Economic analyses making cost-effectiveness or economic implementation claims on patient-specific instrumentation, robotics, and implants used in hip and knee arthroplasty published from 2010 to 2022 were identified. Papers were evaluated to determine if conclusions were favorable to the new technology being studied. Fisher’s exact test was utilized to determine the relationship between the presence of COI and an article’s conclusions.

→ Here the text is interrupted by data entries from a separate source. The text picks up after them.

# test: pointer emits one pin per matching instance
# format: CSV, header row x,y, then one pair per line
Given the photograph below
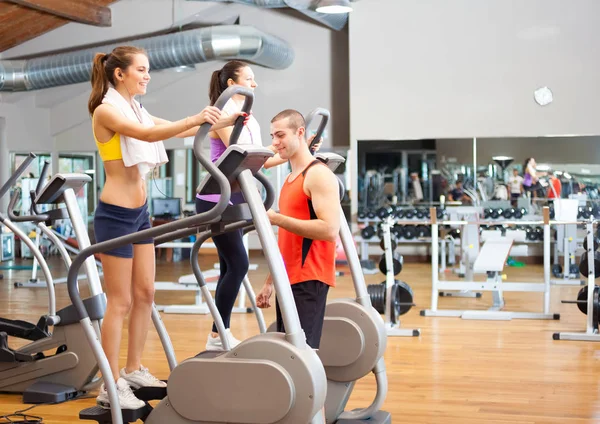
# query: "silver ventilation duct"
x,y
165,51
334,21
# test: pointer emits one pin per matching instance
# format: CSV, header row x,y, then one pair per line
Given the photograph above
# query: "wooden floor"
x,y
457,371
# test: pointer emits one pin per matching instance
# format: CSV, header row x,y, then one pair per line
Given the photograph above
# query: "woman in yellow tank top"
x,y
129,271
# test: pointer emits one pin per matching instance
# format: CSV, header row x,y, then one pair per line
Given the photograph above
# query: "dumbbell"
x,y
495,213
384,212
410,213
409,232
583,264
367,232
582,303
508,213
397,262
596,243
402,298
423,231
394,244
396,231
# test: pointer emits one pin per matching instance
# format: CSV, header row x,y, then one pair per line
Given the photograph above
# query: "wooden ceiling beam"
x,y
75,10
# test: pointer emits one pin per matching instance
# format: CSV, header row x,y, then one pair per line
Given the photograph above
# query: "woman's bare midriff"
x,y
124,186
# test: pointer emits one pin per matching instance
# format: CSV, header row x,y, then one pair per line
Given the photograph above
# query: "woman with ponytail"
x,y
233,259
129,271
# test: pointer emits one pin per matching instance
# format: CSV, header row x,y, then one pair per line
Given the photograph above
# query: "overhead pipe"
x,y
183,48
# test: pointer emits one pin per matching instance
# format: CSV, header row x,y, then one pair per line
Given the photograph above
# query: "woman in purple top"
x,y
233,259
530,179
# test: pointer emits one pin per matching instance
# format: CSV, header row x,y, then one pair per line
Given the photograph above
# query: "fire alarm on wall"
x,y
543,96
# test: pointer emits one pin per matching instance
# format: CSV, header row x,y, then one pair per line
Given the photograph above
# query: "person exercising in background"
x,y
309,223
233,259
516,187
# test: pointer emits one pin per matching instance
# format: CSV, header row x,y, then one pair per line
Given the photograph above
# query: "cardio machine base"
x,y
381,417
44,392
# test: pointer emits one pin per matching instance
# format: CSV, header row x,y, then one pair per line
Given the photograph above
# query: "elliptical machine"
x,y
72,368
354,338
221,387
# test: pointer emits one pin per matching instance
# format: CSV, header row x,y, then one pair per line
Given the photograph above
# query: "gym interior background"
x,y
447,90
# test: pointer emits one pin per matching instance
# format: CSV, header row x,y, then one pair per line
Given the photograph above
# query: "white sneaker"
x,y
215,344
141,378
127,399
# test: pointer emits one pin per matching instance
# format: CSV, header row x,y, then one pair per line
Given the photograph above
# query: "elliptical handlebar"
x,y
14,177
38,188
325,115
43,176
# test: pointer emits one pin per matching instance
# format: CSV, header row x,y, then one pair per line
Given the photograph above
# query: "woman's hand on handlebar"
x,y
209,114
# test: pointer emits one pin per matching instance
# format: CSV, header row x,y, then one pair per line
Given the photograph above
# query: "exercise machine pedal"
x,y
150,393
46,392
9,355
102,415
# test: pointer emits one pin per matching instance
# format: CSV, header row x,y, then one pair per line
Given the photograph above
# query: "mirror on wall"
x,y
445,170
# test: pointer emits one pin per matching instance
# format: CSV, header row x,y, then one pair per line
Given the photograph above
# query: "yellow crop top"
x,y
110,150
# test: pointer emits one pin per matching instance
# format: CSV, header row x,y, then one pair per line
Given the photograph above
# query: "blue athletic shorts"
x,y
111,221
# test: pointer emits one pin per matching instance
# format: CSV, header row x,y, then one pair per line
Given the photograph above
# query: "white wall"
x,y
468,68
304,86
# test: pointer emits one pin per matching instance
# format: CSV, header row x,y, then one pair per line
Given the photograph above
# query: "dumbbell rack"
x,y
568,279
591,332
392,329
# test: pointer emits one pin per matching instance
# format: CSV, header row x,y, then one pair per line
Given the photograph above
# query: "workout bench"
x,y
491,260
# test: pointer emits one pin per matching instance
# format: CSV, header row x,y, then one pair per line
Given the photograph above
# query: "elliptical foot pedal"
x,y
150,393
210,354
102,415
380,417
45,392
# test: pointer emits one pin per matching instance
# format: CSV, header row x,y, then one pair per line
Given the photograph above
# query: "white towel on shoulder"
x,y
144,154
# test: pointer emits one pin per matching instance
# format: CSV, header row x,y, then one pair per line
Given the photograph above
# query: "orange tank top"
x,y
305,259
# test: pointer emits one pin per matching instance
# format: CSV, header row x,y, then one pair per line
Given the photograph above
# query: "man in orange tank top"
x,y
308,221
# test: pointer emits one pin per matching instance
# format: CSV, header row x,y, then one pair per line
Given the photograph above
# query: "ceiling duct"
x,y
174,50
334,21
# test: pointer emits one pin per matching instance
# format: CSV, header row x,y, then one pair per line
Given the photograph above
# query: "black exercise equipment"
x,y
518,213
367,232
396,231
581,303
508,213
410,213
423,231
394,244
397,262
384,212
409,232
583,265
557,270
596,243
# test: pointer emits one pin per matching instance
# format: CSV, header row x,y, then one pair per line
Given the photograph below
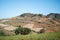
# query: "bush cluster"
x,y
22,31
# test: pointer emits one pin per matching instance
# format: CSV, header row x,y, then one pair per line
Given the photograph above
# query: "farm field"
x,y
42,36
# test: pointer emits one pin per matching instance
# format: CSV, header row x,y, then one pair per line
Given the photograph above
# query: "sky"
x,y
12,8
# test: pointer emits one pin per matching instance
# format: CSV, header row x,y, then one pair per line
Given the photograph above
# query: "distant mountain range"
x,y
51,22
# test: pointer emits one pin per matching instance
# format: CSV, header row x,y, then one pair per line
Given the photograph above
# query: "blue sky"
x,y
12,8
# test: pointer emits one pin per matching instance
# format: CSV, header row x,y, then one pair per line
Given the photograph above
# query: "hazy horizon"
x,y
11,8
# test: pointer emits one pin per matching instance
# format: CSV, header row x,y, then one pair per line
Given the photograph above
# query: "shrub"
x,y
22,31
1,33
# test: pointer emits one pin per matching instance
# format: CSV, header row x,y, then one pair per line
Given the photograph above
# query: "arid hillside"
x,y
36,22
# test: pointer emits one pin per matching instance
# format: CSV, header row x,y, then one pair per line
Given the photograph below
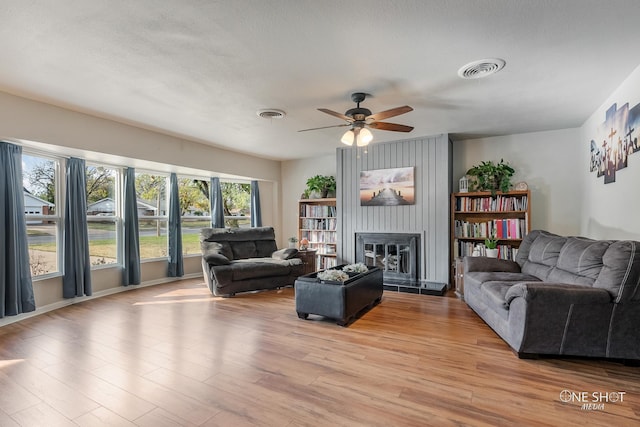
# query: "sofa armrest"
x,y
485,264
557,294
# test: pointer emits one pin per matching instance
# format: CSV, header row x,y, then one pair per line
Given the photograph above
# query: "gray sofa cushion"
x,y
244,269
495,292
216,248
265,248
620,271
244,249
580,261
287,253
543,255
215,258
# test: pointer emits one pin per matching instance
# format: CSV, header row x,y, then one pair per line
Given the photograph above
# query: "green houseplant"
x,y
490,176
491,242
491,245
321,184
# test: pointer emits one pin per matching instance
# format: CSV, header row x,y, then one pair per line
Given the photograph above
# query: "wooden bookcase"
x,y
317,222
474,216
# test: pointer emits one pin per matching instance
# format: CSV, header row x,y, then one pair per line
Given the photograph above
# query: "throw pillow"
x,y
283,254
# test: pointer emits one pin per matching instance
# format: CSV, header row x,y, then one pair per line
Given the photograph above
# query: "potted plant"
x,y
490,176
491,244
321,184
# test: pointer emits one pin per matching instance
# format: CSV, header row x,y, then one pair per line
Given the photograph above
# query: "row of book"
x,y
323,248
464,248
319,236
317,211
318,224
506,228
326,262
491,204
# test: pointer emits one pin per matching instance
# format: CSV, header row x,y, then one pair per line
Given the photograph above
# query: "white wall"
x,y
550,162
294,181
611,210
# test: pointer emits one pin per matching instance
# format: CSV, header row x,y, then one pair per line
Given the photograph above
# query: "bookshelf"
x,y
318,223
475,216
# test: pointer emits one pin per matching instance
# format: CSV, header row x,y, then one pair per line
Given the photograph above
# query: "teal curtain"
x,y
16,288
176,267
215,199
76,281
256,213
131,271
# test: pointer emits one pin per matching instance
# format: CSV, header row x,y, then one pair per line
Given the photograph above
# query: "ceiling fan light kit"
x,y
347,138
361,119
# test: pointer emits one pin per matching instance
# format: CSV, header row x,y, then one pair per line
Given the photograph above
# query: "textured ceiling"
x,y
201,69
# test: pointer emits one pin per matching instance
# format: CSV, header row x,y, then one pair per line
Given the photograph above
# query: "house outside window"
x,y
195,212
236,201
103,214
152,199
43,205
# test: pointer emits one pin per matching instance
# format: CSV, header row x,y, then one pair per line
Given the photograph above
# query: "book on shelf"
x,y
318,223
501,228
464,248
313,236
326,262
317,211
498,203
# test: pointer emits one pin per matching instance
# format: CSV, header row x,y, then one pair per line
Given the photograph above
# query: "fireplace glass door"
x,y
395,254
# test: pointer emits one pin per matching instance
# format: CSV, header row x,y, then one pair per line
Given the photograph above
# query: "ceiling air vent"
x,y
271,114
481,68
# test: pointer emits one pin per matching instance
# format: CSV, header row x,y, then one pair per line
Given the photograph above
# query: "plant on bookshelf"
x,y
480,221
321,184
490,176
318,224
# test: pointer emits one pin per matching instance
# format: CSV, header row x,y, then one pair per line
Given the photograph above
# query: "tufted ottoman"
x,y
344,302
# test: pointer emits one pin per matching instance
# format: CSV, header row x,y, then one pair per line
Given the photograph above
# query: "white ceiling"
x,y
201,69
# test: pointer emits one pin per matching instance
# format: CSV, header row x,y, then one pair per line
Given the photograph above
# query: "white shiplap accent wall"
x,y
429,216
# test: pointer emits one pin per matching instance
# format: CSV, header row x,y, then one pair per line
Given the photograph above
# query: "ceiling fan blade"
x,y
326,127
390,113
391,126
336,114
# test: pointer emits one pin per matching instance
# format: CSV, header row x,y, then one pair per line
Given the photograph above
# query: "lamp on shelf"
x,y
463,185
304,244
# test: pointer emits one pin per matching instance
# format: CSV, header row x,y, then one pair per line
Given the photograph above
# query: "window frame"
x,y
117,218
164,218
58,217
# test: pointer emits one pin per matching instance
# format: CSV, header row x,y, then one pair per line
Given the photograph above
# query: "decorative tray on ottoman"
x,y
342,301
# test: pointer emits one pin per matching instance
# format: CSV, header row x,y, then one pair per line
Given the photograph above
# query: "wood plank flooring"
x,y
174,355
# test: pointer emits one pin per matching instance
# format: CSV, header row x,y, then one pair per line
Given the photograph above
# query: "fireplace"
x,y
396,254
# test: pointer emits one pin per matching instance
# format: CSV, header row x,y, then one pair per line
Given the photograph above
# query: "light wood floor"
x,y
173,355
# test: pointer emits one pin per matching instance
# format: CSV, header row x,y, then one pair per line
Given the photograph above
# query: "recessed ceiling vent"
x,y
271,113
481,68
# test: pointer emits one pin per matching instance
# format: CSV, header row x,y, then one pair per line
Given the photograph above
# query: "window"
x,y
194,212
236,200
151,193
103,214
43,206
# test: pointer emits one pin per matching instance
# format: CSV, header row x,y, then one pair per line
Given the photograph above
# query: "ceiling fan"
x,y
360,119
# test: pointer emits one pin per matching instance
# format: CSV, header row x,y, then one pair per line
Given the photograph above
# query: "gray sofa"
x,y
241,260
562,296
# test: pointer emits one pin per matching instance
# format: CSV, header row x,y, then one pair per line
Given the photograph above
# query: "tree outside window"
x,y
103,216
40,178
151,193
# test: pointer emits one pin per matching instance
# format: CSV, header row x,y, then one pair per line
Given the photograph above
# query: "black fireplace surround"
x,y
396,254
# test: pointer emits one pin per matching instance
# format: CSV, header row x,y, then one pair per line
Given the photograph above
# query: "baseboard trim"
x,y
61,304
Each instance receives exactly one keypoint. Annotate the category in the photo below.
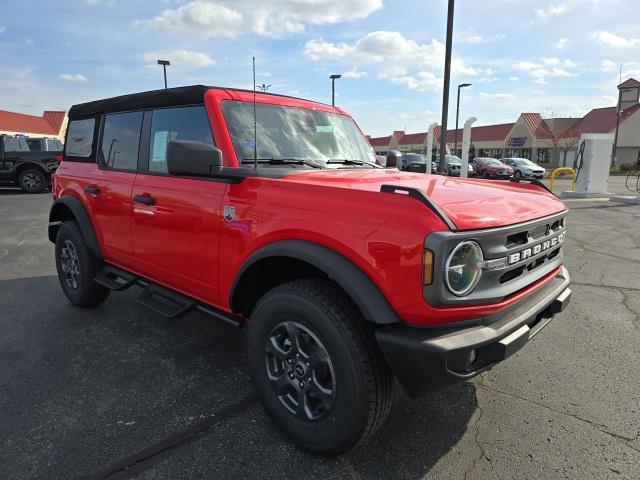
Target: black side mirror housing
(193, 159)
(393, 158)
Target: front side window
(80, 138)
(120, 141)
(15, 144)
(292, 133)
(168, 124)
(34, 145)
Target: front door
(176, 220)
(108, 186)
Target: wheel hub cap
(300, 371)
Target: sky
(554, 57)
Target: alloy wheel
(300, 371)
(70, 265)
(31, 182)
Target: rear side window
(80, 138)
(15, 144)
(183, 123)
(120, 141)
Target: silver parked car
(453, 165)
(524, 168)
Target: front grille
(529, 249)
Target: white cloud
(536, 70)
(69, 77)
(551, 61)
(99, 3)
(321, 50)
(354, 73)
(470, 37)
(207, 19)
(395, 58)
(561, 72)
(497, 95)
(553, 11)
(612, 40)
(181, 57)
(421, 81)
(561, 43)
(231, 18)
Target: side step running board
(161, 300)
(114, 279)
(165, 302)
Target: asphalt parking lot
(119, 391)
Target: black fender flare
(364, 293)
(57, 216)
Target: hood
(499, 167)
(471, 204)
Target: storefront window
(543, 156)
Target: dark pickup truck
(30, 170)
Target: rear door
(176, 220)
(109, 183)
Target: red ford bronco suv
(269, 211)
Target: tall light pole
(615, 138)
(165, 64)
(462, 85)
(333, 88)
(445, 92)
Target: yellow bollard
(562, 170)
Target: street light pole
(333, 88)
(165, 64)
(615, 138)
(462, 85)
(445, 93)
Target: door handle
(146, 199)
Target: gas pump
(592, 166)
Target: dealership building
(52, 124)
(551, 142)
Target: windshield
(414, 158)
(524, 161)
(295, 133)
(490, 161)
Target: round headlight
(463, 268)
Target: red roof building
(50, 124)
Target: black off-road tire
(363, 381)
(32, 180)
(82, 291)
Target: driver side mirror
(193, 159)
(393, 159)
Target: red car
(273, 215)
(491, 168)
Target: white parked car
(524, 168)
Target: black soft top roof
(169, 97)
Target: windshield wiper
(347, 161)
(282, 161)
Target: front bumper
(426, 359)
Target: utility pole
(615, 137)
(462, 85)
(445, 92)
(165, 64)
(333, 88)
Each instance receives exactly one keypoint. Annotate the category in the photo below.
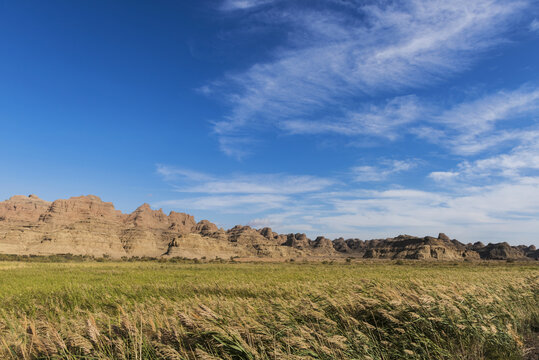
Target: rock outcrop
(85, 225)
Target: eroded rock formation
(86, 225)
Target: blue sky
(354, 118)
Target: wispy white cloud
(230, 5)
(515, 164)
(340, 54)
(231, 204)
(382, 171)
(505, 210)
(380, 121)
(188, 181)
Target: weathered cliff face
(86, 225)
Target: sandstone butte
(86, 225)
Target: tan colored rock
(85, 225)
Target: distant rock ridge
(86, 225)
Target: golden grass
(377, 310)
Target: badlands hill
(85, 225)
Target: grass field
(379, 310)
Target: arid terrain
(86, 225)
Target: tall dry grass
(267, 311)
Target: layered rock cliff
(86, 225)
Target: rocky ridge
(86, 225)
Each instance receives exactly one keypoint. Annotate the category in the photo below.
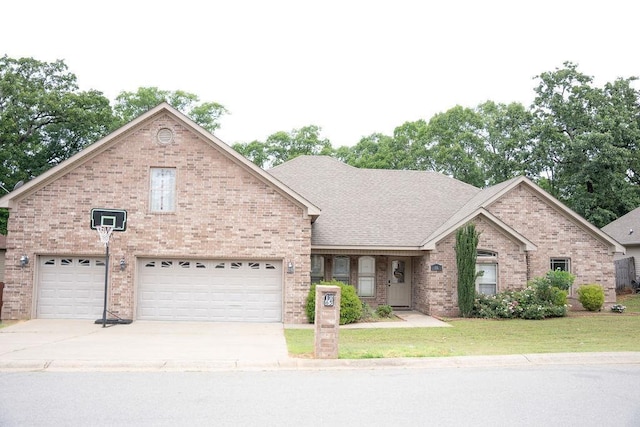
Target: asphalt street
(550, 395)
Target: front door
(399, 285)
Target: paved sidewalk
(81, 345)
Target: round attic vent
(165, 136)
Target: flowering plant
(618, 308)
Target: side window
(561, 264)
(487, 282)
(163, 190)
(341, 269)
(317, 268)
(366, 276)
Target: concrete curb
(612, 358)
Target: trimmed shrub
(591, 296)
(539, 300)
(560, 279)
(384, 311)
(350, 304)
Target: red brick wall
(222, 211)
(557, 236)
(438, 291)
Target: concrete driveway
(49, 344)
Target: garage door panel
(210, 290)
(70, 287)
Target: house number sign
(329, 299)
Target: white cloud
(351, 67)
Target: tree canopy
(129, 105)
(577, 140)
(45, 118)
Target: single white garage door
(70, 288)
(226, 291)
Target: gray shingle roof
(619, 229)
(373, 207)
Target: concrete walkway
(81, 345)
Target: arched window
(366, 276)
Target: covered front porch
(399, 279)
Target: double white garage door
(167, 289)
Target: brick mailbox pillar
(327, 321)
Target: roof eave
(8, 201)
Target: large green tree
(44, 119)
(129, 105)
(586, 143)
(505, 132)
(455, 142)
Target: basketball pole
(106, 284)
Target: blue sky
(351, 67)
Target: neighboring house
(626, 230)
(392, 233)
(210, 236)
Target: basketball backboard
(116, 218)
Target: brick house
(210, 236)
(392, 234)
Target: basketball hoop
(104, 232)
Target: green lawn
(579, 332)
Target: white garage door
(229, 291)
(70, 288)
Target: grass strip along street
(578, 332)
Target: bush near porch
(577, 332)
(350, 304)
(542, 298)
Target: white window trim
(342, 277)
(365, 276)
(317, 274)
(162, 190)
(561, 259)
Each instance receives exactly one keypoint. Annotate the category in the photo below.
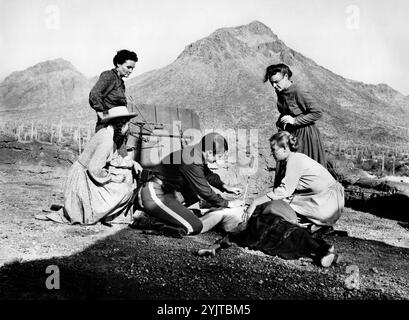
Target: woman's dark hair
(215, 142)
(117, 124)
(277, 68)
(124, 55)
(285, 139)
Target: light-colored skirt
(324, 208)
(87, 203)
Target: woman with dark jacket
(283, 222)
(298, 112)
(109, 91)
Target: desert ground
(118, 262)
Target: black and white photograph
(202, 157)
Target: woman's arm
(290, 181)
(308, 105)
(104, 85)
(96, 166)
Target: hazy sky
(364, 40)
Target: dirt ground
(119, 262)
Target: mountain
(47, 90)
(221, 77)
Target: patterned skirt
(309, 143)
(87, 203)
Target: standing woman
(109, 91)
(100, 184)
(298, 112)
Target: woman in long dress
(306, 193)
(298, 112)
(307, 199)
(100, 183)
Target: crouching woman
(306, 199)
(306, 194)
(100, 183)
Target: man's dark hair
(215, 142)
(124, 55)
(277, 68)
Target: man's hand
(230, 189)
(250, 210)
(236, 203)
(287, 120)
(138, 168)
(119, 178)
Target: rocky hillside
(221, 77)
(48, 90)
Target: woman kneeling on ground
(100, 183)
(306, 193)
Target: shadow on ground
(393, 206)
(133, 265)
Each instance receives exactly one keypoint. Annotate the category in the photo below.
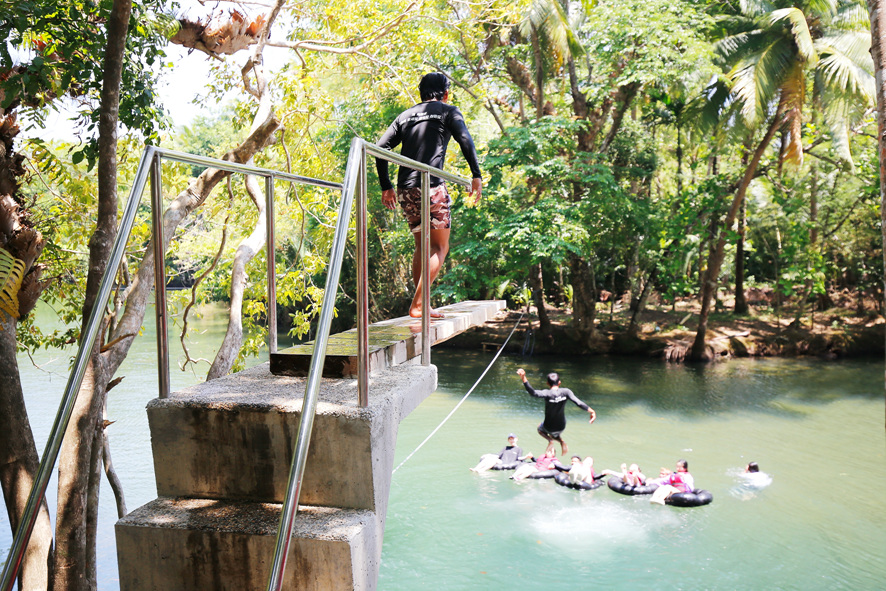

Of 43 eligible articles, 76.7% were cost-effectiveness analyses, 23.2% were cost analyses, and 67.4% of articles had conclusions favorable to a technology. Of the 29 articles with favorable conclusions, 26 had an author with a financial COI (89.7%), and 14 had industry funding (48.3%). Of the 33 articles with a financial COI, 26 (78.8%) had favorable conclusions, and of the 16 articles with industry funding, 14 (87.5%) had favorable conclusions. Fisher’s exact test revealed a statistically significant association between an article having favorable conclusions and the presence of an author’s COI or industry funding (odds ratio, 13.5; 95% CI confidence interval, 2.3 to 79.9; P = .003).
Financial COIs were present in 79.1% of lower extremity arthroplasty economic analyses on technologies and were associated with an article having conclusions favorable to the new technology. Surgeons and decision-makers should be aware of the variability and assumptions in these studies and the potential bias of the conclusions.